Cependant, les choses se gâtèrent vers la fin du siècle. Des défaites successives dans plusieurs guerres, des pertes territoriales et des difficultés financières considérables signifièrent que la Turquie ne revêtait plus aucune importance significative aux yeux des Britanniques.
L’Empire ottoman ne fut pas invité à rejoindre l’Entente européenne entre la Grande-Bretagne, la France et la Russie, qui dura de 1907 et se poursuivit bien après le début de la Première Guerre mondiale.
Après l’accession au pouvoir du gouvernement civil-autocratique dirigé par les Jeunes-Turcs majoritairement pro-allemands, les relations entre les deux empires se détériorèrent encore davantage.
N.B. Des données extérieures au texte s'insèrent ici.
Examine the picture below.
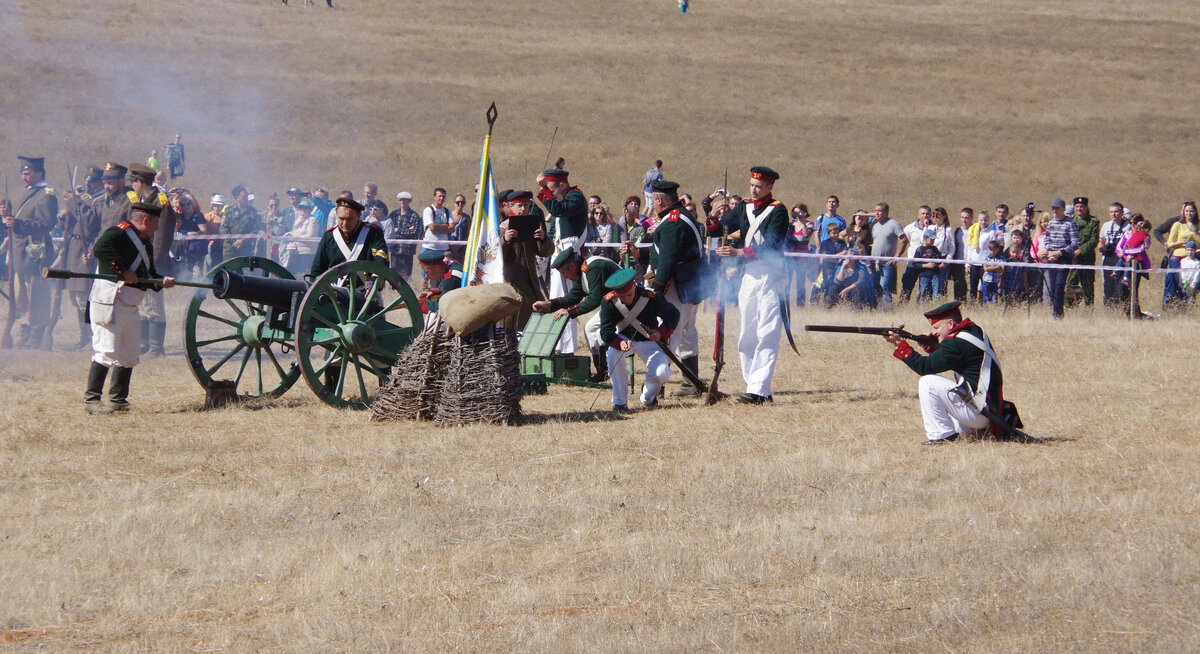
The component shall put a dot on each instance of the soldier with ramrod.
(126, 251)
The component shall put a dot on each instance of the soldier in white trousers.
(762, 223)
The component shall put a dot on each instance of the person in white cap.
(402, 223)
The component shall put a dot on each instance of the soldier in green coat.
(35, 211)
(676, 261)
(761, 223)
(587, 292)
(351, 240)
(1089, 239)
(635, 321)
(441, 277)
(954, 408)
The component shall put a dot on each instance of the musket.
(546, 163)
(58, 274)
(713, 395)
(57, 303)
(924, 340)
(6, 336)
(688, 373)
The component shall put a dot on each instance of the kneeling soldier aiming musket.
(954, 408)
(587, 292)
(635, 321)
(125, 251)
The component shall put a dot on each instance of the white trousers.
(761, 328)
(592, 331)
(561, 286)
(658, 371)
(945, 412)
(684, 340)
(118, 343)
(154, 307)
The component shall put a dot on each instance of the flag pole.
(473, 238)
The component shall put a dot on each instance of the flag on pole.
(484, 264)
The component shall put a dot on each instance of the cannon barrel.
(267, 291)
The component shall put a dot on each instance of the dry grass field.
(817, 523)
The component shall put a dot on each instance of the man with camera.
(1117, 226)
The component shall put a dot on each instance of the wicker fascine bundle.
(455, 381)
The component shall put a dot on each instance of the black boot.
(119, 390)
(95, 391)
(145, 336)
(685, 388)
(157, 335)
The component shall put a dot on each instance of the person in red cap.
(954, 408)
(35, 213)
(763, 223)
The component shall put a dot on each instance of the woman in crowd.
(191, 223)
(1186, 229)
(798, 240)
(943, 240)
(1036, 249)
(300, 252)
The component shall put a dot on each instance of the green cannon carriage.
(256, 324)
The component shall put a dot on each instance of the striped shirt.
(1062, 235)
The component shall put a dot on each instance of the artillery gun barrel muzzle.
(267, 291)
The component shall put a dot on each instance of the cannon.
(342, 331)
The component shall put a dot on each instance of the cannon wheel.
(227, 335)
(358, 341)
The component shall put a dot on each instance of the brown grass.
(814, 525)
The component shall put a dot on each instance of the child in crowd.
(928, 269)
(1014, 277)
(990, 283)
(833, 245)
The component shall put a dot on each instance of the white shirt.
(430, 217)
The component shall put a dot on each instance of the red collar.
(762, 202)
(960, 327)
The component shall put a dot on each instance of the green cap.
(621, 280)
(762, 172)
(665, 186)
(943, 311)
(151, 208)
(563, 258)
(431, 256)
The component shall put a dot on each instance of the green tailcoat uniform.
(35, 214)
(114, 208)
(964, 359)
(245, 220)
(658, 313)
(1089, 238)
(375, 249)
(773, 229)
(115, 253)
(675, 243)
(587, 294)
(450, 281)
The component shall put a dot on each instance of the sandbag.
(474, 306)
Le gouvernement britannique rejeta plusieurs propositions du nouveau gouvernement, démontrant clairement qu’il ne souhaitait plus entretenir de relations civiles avec l’empire.
Au début de la Première Guerre mondiale, la Grande-Bretagne et la France contrôlaient la majeure partie des services bancaires et financiers de l’empire. En outre, de nombreux pays européens étaient censés être représentés au sein de la commission de la dette publique ottomane. Ces conditions engendrèrent un sentiment croissant de ressentiment à l’égard des autres nations européennes en général et de la Grande-Bretagne en particulier.
Les Britanniques governaient des millions de sujets musulmans réprimés sous leur joug colonial. Par ailleurs, les Turcs, en tant que figure de proue de la civilisation islamique, ne pouvaient plus fermer les yeux sur cette situation.
Conclusion
Nous avons examiné toutes les principales raisons pour lesquelles les Ottomans entrèrent dans la Première Guerre mondiale du côté des Empires centraux. Récapitulons brièvement ces points :
- L’une des raisons principales de la décision de l’Empire ottoman de rejoindre les Empires centraux fut ses relations amicales avec l’Allemagne
- La Turquie et l’Allemagne étaient des alliés de longue date et l’Orient Express constituait une voie de voyage et de commerce importante de Berlin à Istanbul ; elles avaient donc manifestement des intérêts commerciaux mutuels
- Dès le début de la guerre, les deux empires collaboraient à l’établissement de la ligne de chemin de fer de Bagdad, qui aurait fourni à l’Allemagne un accès direct à ses colonies d’Afrique de l’Est
- Le ministre de la Guerre turc au début de la Première Guerre mondiale était Enver Pacha, chef du mouvement national des Jeunes-Turcs et farouchement pro-allemand. C’est lui qui conclut une alliance militaire secrète avec les Allemands dès le 2 août 1914, alors que la majeure partie du parlement turc était favorable au maintien de la neutralité
- L’armée allemande était, à l’époque, la plus importante et l’une des meilleures au monde. Les Ottomans étaient convaincus de rejoindre le camp des vainqueurs et que cela leur permettrait de récupérer les territoires perdus lors des guerres antérieures
- L’Empire ottoman était un ennemi historique de l’Empire russe. Les deux empires s’étaient affrontés à de nombreuses reprises, la Turquie perdant des territoires considérables au profit des Russes. Rejoindre la Russie aurait donc été quasi impossible pour les Turcs et leur armée
- L’armée turque recevait depuis des décennies des missions militaires allemandes pour la formation et les exercices conjoints. Cela avait rendu de nombreux officiers supérieurs turcs farouchement pro-allemands et désireux d’entrer en guerre aux côtés des Empires centraux Vous savez à présent que la raison principale pour laquelle l’Empire ottoman rejoignit les Empires centraux lors de la Première Guerre mondiale résidait dans la conviction qu’il s’agissait de son intérêt supérieur, ses ennemis s’étant rassemblés du côté de la Russie et des Alliés. Ce qu’ils ignoraient, c’est que cette décision marquerait également le point de départ de leur propre disparition.